Trois-Rivières au 352e rang

Trois-Rivières a l'habitude de faire belle figure dans les palmarès mesurant l'indice de bonheur ou la satisfaction relative des citoyens quant à leur qualité de vie. C'est probablement pour ça qu'on peut certainement s'étonner du plus récent classement des communautés canadiennes où il fait bon vivre, établi par MoneySense, qui place la cité de Laviolette au 352e rang.
La méthodologie employée par MoneySense - une publication web consacrée à l'économie et au style de vie - peut laisser perplexe. À commencer par l'intégration, cette année, de plus de 200 nouvelles villes ou municipalités, ce qui vient fausser toute comparaison avec les éditions précédentes du palmarès.
Mais pour faire un petit rappel, Trois-Rivières était au 159e rang l'an passé, sur 219 communautés. En 2015, la ville était 118e sur 209. Un an plus tôt, elle était à mi-chemin du peloton, avec un 101e rang sur 201 villes.
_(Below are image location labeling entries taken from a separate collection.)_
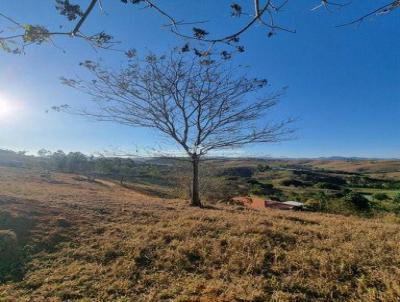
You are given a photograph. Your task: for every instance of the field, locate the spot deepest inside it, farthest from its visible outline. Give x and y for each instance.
(64, 238)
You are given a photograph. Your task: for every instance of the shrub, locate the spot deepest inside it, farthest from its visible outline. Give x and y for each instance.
(313, 205)
(380, 196)
(258, 188)
(238, 171)
(291, 182)
(328, 186)
(358, 200)
(8, 241)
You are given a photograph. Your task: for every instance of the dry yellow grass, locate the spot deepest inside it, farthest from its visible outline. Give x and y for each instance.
(101, 242)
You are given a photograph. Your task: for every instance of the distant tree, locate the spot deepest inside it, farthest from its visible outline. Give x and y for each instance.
(44, 153)
(202, 106)
(18, 34)
(59, 160)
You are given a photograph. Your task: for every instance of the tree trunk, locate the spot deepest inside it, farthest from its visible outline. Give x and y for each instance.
(195, 183)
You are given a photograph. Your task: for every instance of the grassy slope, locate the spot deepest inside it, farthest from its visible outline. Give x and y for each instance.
(101, 242)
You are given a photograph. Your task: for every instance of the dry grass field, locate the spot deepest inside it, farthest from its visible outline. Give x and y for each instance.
(66, 239)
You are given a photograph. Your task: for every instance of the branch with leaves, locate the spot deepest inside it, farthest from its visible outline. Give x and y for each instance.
(256, 12)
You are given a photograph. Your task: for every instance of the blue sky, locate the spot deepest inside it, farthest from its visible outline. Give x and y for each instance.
(344, 83)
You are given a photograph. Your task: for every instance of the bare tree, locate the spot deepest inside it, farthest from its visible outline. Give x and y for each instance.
(17, 35)
(203, 106)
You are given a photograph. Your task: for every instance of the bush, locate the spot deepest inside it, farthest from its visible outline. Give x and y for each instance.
(380, 196)
(328, 186)
(313, 205)
(8, 242)
(258, 188)
(358, 200)
(238, 171)
(291, 182)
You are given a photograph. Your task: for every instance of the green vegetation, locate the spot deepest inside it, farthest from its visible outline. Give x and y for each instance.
(324, 190)
(100, 241)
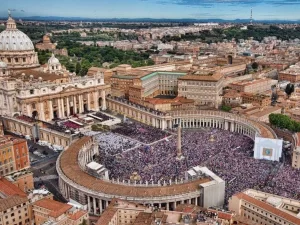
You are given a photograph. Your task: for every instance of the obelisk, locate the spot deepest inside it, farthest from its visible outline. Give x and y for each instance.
(179, 151)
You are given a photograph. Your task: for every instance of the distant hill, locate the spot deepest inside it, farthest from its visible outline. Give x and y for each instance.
(162, 20)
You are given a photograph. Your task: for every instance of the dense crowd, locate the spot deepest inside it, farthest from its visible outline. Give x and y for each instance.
(141, 132)
(103, 116)
(111, 144)
(142, 107)
(202, 216)
(229, 155)
(158, 162)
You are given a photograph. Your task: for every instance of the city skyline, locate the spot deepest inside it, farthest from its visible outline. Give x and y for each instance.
(176, 9)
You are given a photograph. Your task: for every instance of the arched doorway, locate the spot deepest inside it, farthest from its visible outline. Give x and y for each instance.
(16, 115)
(55, 116)
(34, 114)
(100, 100)
(229, 59)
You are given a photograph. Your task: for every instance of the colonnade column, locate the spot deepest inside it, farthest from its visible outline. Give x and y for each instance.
(60, 114)
(94, 206)
(96, 103)
(89, 204)
(42, 114)
(62, 107)
(103, 100)
(50, 110)
(100, 205)
(89, 101)
(75, 104)
(68, 106)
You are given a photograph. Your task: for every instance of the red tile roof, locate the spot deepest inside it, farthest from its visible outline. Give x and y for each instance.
(56, 208)
(269, 208)
(69, 166)
(77, 215)
(9, 189)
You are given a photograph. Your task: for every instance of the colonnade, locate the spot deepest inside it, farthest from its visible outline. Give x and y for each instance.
(66, 105)
(234, 124)
(96, 204)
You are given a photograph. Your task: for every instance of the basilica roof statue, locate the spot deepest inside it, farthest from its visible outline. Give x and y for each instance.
(16, 48)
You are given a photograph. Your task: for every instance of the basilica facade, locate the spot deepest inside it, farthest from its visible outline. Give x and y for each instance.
(42, 92)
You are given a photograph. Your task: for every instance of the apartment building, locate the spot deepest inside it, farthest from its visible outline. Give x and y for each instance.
(14, 205)
(267, 209)
(203, 89)
(54, 212)
(257, 99)
(254, 86)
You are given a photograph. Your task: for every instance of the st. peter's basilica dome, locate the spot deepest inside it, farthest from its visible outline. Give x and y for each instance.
(16, 48)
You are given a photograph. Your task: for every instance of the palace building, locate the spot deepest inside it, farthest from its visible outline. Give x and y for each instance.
(263, 208)
(44, 93)
(77, 184)
(16, 49)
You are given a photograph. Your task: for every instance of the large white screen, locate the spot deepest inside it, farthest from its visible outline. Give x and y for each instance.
(266, 148)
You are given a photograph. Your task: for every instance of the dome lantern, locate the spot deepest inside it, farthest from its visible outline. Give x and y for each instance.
(14, 44)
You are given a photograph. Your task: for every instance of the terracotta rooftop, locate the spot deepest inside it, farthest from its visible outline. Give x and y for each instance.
(107, 216)
(69, 166)
(143, 219)
(8, 189)
(36, 74)
(213, 78)
(298, 135)
(11, 202)
(77, 215)
(56, 208)
(269, 208)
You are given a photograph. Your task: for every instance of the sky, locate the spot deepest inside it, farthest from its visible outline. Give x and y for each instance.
(173, 9)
La meilleure performance de Trois-Rivières remonte à 2011, avec un 67e rang sur 180 communautés.
Shawinigan faisait encore plus piètre figure, se retrouvant souvent en queue de peloton: 157e rang en 2011, 164e en 2012, 192e en 2014, 213e l'an passé et 410e sur 417 cette année. Parmi les 200 nouvelles communautés ajoutées pour cette 14e édition du palmarès, on retrouve La Tuque, au 388e rang.
Le problème majeur, c'est qu'on met dans un même paquet des villes de 2 millions d'habitants, de 150 000 habitants ou de 9000 habitants. Comment peut-on raisonnablement tenir compte, par exemple, des avantages du transport en commun quand on compare des villes qui ont un réseau de métro et d'autobus aux dix minutes avec d'autres qui sont en pleine campagne, sans transport collectif?
Le classement de MoneySense se base sur des pointages attribués aux villes selon neuf grands critères: l'économie locale et l'emploi, les revenus et la richesse, le coût du logement, les taxes, le transport collectif, l'accès aux soins de santé, la criminalité, l'accès à la culture, ainsi que... la météo. Chacun des critères est évalué par le biais de différentes statistiques disponibles, allant des frais de garderie au pourcentage de crimes violents, en passant par le nombre de médecins par 1000 habitants,le pourcentage de personnes employées dans les arts, la culture, les loisirs et les sports, ou encore le nombre de jours où la température est supérieure à 20 degrés Celsius.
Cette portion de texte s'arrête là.